The service node uses measurements collected over time to fine-tune the network. For example, it might reduce the power level of a congested cell to decrease the number of users on that cell, while powering up lightly loaded cells. The system can also be configured to periodically monitor for changes in topology (added or deleted external and internal cells) and changes in the physical RF environment of the deployment area. For example, the system can be configured to go into scan mode during weekends, when no traffic is expected on the network.


Cellular systems benefit from dedicated and exclusive spectrum that shouldn’t be used by anyone else. This allows planners and system designers to pre-assign frequencies and RF power settings to optimize performance. While the presence and demand of individual cell phone users at any specific time can’t be predicted, the available capacity and system performance is well known.

Wi-Fi systems are intended to be more ad-hoc and quickly adapt to changes. While professional engineered and designed systems in offices and public venues can achieve high performance, they are still at the mercy of any Wi-Fi smartphone hotspot that may pop-up and any other nearby uncoordinated Wi-Fi equipment. This makes it considerably more difficult to accommodate and plan for sustained reliable performance in busier environments.

Larger enterprise Wi-Fi deployments have their own SON functions that centrally orchestrate the band plan/channel allocations used by each Wi-Fi access point. Nonetheless, each access point must actively “listen-before-talk” (LBT), sensing any other transmission in a channel before starting to use it. This requires some local intelligence, typically built into the hardware itself.

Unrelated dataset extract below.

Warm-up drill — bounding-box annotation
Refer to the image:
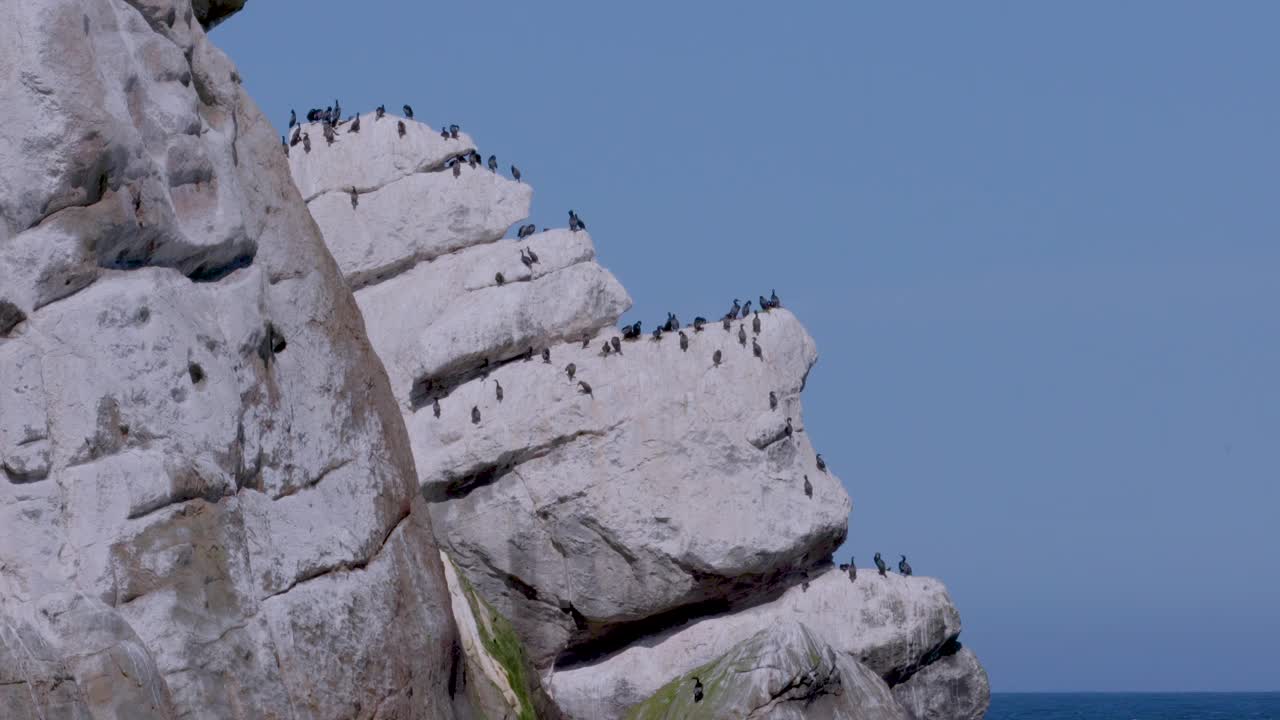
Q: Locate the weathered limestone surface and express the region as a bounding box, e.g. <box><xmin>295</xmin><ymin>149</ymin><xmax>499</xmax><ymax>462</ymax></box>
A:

E-RAN has incorporated similar techniques into the LTE-LAA radio nodes. A dedicated Wi-Fi chip doesn’t just listen to other transmissions but actively decodes Wi-Fi beacons, identifying when and which other devices are about to transmit. It also uses the LBT protocol to co-exist with existing Wi-Fi deployments.  This works well at the physical layer, interworking with other Wi-Fi and LTE-LAA equipment using the same well-known protocols and methods in use today.

Additionally, a centralized SON software component aggregates known use of each 5GHz channel and calculates an optimal band plan for LAA use. Each Radio Node has a different unlicensed channel ensuring optimum performance for LAA network. The centralized SON algorithm also eliminates the need for any careful planning with existing Wi-Fi networks. The channel assignment per Radio Node are periodically refreshed to accommodate changes in traffic loading and usage within the E-RAN system as well on the Wi-Fi networks

Simulations indicate that an extra 20 to 30% system wide performance improvement is achieved by use of centralised SON compared with independent standalone ad-hoc operation.